SpaceX’s Falcon 9 made a dash as it succeeds in its initial launch from Florida’s Cape Canaveral Air Force Station, Monday. It was carrying a South Korean military satellite named Anasis-II with it. Though it was a standard routine, the Monday liftoff was worth noting for it was the fastest turnaround time for rocket reuse and both fairing halves were captured for the first time.
Monday’s launch was the company’s 12th launch this year, the 90th for the Falcon 9, and second for this particular type of booster. It was first used in May this year to launch National Aeronautics and Space Administration’s (NASA) duo astronauts Doug Hurley and Bob Behnken to the International Space Station.
This gives the company two records – its launch last May with NASA is the first time a private company has performed such a launch and secondly it has logged new rocket reusability. In just 51 days, it is the company’s fastest turnaround rate in between missions in the Falcon 9 rocket booster.
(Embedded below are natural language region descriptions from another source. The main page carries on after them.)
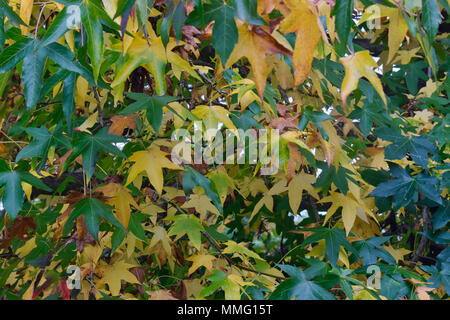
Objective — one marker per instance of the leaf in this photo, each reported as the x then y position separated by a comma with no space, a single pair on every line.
32,70
418,147
359,65
153,104
191,179
6,10
254,44
119,123
303,22
90,145
370,250
212,115
334,239
300,182
431,18
343,11
151,161
187,224
57,29
94,30
154,58
397,25
42,142
114,274
12,197
92,209
201,259
298,287
231,284
240,250
121,199
225,32
351,208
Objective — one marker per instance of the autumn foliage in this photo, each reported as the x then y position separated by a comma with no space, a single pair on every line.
97,95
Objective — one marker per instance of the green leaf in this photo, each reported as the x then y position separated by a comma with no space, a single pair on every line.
334,238
298,287
225,33
393,286
6,10
123,6
64,57
68,99
153,105
431,18
135,225
90,145
246,10
57,29
32,71
192,178
187,224
92,209
343,11
42,142
91,22
418,147
441,216
13,54
370,250
13,196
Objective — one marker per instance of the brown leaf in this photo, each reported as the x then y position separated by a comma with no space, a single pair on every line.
161,295
294,157
286,122
19,228
119,123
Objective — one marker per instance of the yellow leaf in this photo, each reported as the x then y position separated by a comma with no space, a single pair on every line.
121,199
356,66
254,44
350,208
151,161
300,182
26,8
267,199
88,123
202,205
112,275
397,28
200,260
304,22
212,115
398,254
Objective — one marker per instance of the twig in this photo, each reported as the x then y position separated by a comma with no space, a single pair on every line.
99,107
427,226
216,246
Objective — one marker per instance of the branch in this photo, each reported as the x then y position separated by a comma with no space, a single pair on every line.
216,246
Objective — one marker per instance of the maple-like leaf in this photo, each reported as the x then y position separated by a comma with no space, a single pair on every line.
254,45
303,22
152,161
300,182
358,65
397,25
119,123
90,145
201,259
187,224
114,274
120,197
351,208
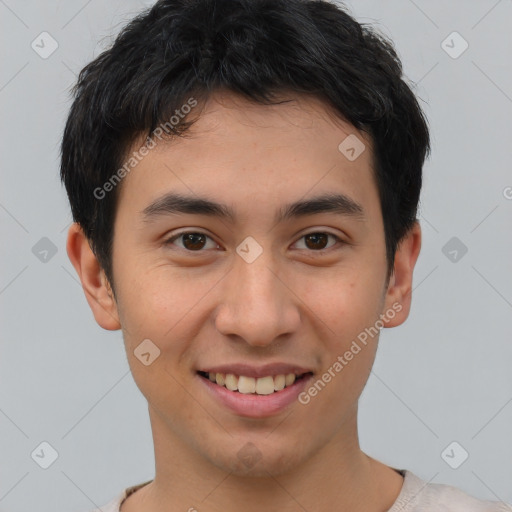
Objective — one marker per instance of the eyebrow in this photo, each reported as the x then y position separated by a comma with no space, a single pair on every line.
173,203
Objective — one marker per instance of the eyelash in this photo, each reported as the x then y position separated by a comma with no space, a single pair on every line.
315,252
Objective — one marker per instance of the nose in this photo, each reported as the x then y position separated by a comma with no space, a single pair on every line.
256,304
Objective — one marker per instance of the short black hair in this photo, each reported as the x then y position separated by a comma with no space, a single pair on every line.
180,49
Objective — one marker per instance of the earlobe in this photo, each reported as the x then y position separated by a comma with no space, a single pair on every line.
399,291
94,283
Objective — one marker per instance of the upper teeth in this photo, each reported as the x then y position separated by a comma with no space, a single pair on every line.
261,386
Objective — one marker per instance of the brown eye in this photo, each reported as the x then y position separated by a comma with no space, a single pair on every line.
192,241
318,241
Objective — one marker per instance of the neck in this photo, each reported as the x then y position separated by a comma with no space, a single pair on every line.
339,476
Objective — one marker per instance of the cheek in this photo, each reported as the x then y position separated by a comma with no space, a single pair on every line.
347,301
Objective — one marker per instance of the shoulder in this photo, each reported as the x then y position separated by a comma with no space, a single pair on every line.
420,496
115,504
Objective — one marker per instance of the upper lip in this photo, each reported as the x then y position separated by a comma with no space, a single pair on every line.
257,371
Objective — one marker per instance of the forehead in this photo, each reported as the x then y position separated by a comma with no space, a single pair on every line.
241,152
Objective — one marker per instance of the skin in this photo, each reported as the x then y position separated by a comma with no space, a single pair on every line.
213,307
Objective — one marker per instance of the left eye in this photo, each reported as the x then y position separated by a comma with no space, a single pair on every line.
317,240
194,241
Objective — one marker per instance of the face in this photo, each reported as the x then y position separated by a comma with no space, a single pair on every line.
262,292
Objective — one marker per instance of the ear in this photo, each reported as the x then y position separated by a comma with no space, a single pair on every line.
399,291
94,282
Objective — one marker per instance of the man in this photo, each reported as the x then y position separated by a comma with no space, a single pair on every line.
244,178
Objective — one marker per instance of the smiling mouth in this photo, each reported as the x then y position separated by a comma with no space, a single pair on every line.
254,386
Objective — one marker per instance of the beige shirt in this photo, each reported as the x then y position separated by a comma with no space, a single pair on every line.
416,496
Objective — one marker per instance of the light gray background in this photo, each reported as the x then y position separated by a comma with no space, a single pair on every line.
443,376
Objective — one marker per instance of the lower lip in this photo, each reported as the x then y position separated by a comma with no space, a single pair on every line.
256,406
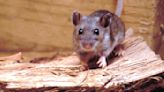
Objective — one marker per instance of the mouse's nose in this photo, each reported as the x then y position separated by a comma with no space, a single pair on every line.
87,45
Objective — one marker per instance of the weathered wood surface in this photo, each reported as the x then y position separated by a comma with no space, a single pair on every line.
138,62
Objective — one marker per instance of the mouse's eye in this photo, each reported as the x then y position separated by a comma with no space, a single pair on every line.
96,31
80,31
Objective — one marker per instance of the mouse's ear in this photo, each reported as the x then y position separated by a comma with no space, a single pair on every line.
76,17
105,20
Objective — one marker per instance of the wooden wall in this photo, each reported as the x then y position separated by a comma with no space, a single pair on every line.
45,25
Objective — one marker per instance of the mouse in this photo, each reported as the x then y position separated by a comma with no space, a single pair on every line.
97,35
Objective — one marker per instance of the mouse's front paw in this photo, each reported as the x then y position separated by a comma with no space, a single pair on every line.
102,62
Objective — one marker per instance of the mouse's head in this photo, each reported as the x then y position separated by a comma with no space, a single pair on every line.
89,31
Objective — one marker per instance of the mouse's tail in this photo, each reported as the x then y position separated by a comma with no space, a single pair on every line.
119,7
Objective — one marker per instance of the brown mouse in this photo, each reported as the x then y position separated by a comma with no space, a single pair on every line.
97,34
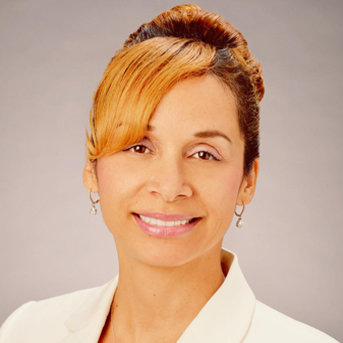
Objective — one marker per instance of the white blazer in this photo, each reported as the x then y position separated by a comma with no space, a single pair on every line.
231,315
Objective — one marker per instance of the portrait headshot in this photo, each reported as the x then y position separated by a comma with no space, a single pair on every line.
171,172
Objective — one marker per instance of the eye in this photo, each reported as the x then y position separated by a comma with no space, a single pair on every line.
138,148
206,153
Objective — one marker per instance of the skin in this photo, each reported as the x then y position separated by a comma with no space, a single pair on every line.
172,174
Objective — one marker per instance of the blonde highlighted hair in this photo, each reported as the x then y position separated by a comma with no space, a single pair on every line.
178,44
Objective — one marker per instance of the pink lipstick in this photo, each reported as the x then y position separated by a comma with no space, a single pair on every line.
166,231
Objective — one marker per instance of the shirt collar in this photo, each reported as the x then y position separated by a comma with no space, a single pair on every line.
224,318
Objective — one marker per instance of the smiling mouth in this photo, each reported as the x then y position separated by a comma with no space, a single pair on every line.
162,223
165,229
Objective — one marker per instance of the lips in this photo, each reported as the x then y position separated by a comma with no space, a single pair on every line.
167,217
166,231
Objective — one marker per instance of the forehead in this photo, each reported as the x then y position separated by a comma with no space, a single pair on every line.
199,103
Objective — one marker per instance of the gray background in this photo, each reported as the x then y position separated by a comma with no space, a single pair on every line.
53,54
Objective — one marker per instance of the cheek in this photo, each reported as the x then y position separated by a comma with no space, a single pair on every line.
222,195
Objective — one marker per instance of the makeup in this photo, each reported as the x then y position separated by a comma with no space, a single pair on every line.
165,231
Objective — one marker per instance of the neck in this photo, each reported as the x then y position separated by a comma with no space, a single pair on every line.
150,298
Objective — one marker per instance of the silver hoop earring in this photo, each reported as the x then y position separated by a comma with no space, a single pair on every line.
240,222
93,209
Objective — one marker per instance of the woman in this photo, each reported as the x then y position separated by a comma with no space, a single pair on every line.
173,149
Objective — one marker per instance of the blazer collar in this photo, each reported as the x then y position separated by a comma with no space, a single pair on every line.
224,318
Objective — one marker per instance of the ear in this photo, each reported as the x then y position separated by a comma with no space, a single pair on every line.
248,186
90,179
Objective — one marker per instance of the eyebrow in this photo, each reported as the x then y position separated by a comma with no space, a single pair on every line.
202,134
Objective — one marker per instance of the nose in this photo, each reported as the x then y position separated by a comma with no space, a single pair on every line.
169,179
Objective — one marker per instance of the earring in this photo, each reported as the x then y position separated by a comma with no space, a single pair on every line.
240,222
93,209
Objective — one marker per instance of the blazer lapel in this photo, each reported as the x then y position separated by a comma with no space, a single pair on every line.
226,317
86,323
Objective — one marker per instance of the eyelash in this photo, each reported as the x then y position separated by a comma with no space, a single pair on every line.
213,157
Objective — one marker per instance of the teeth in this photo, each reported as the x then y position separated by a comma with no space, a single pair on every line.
159,222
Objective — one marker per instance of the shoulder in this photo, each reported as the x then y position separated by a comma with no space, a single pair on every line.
49,313
269,325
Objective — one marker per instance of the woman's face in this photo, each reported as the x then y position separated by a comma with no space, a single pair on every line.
190,163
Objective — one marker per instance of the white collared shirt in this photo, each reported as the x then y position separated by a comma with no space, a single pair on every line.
231,315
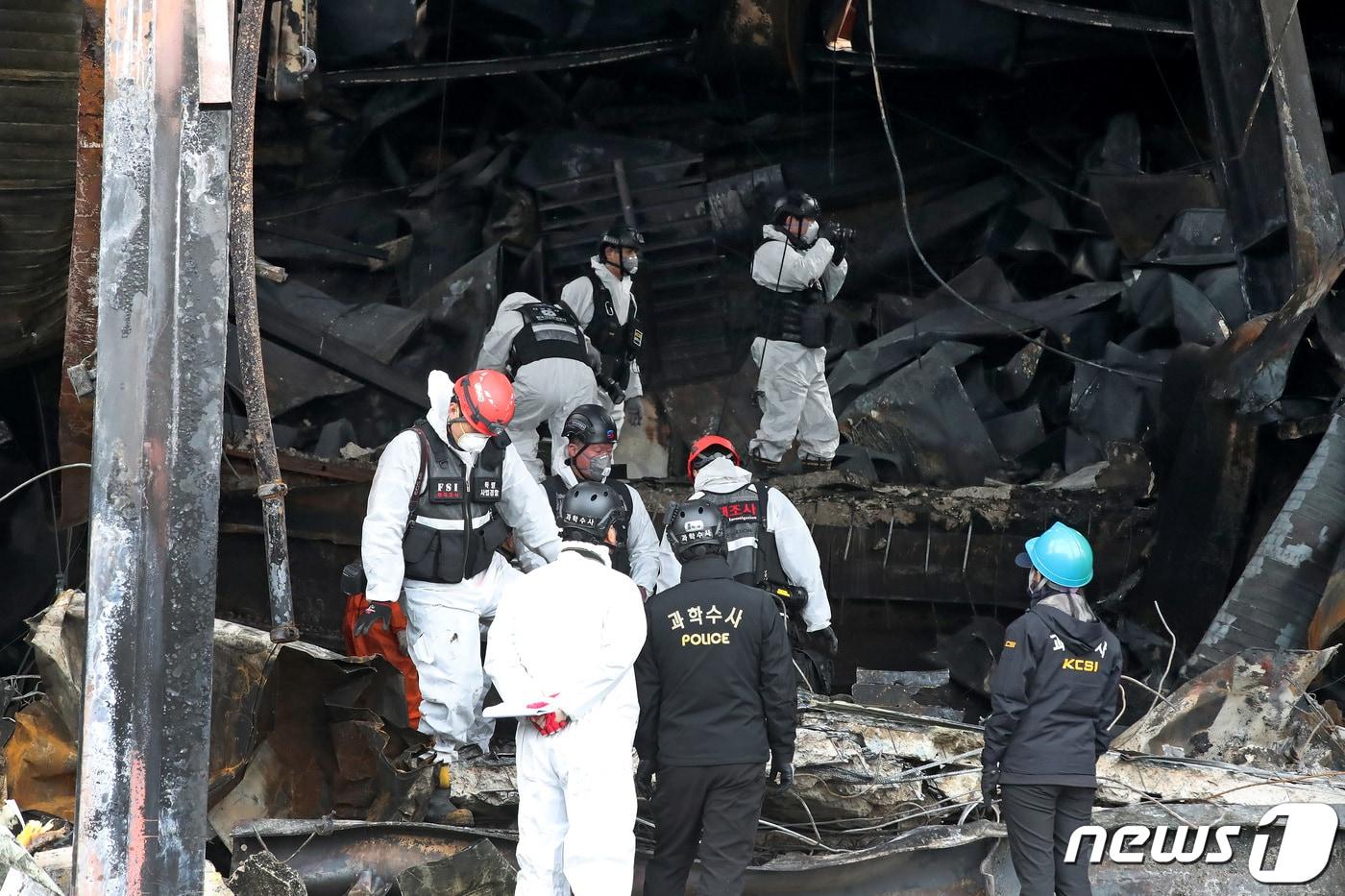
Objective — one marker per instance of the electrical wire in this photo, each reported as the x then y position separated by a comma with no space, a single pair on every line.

Another record was set with regard to the company’s goal of catching both fairing halves. These are the pieces that comprise the Falcon 9’s nosecone before they head into the ocean upon reentry on Earth. Monday’s launch deemed successful as the Anasis-II mission’s fairing halves were captured successfully, both at the same time by ships stationed in the Atlantic.
SpaceX CEO Elon Musk shared the news via Twitter.
Both fairing halves caught from space by @SpaceX ships!— Elon Musk (@elonmusk) July 20, 2020
Anasis-II is South Korea’s first military communications satellite. Due to its military purpose, information about it is limited. A report from the Everyday Astronaut shares that the technology is based on the Eurostar E3000 satellite bus.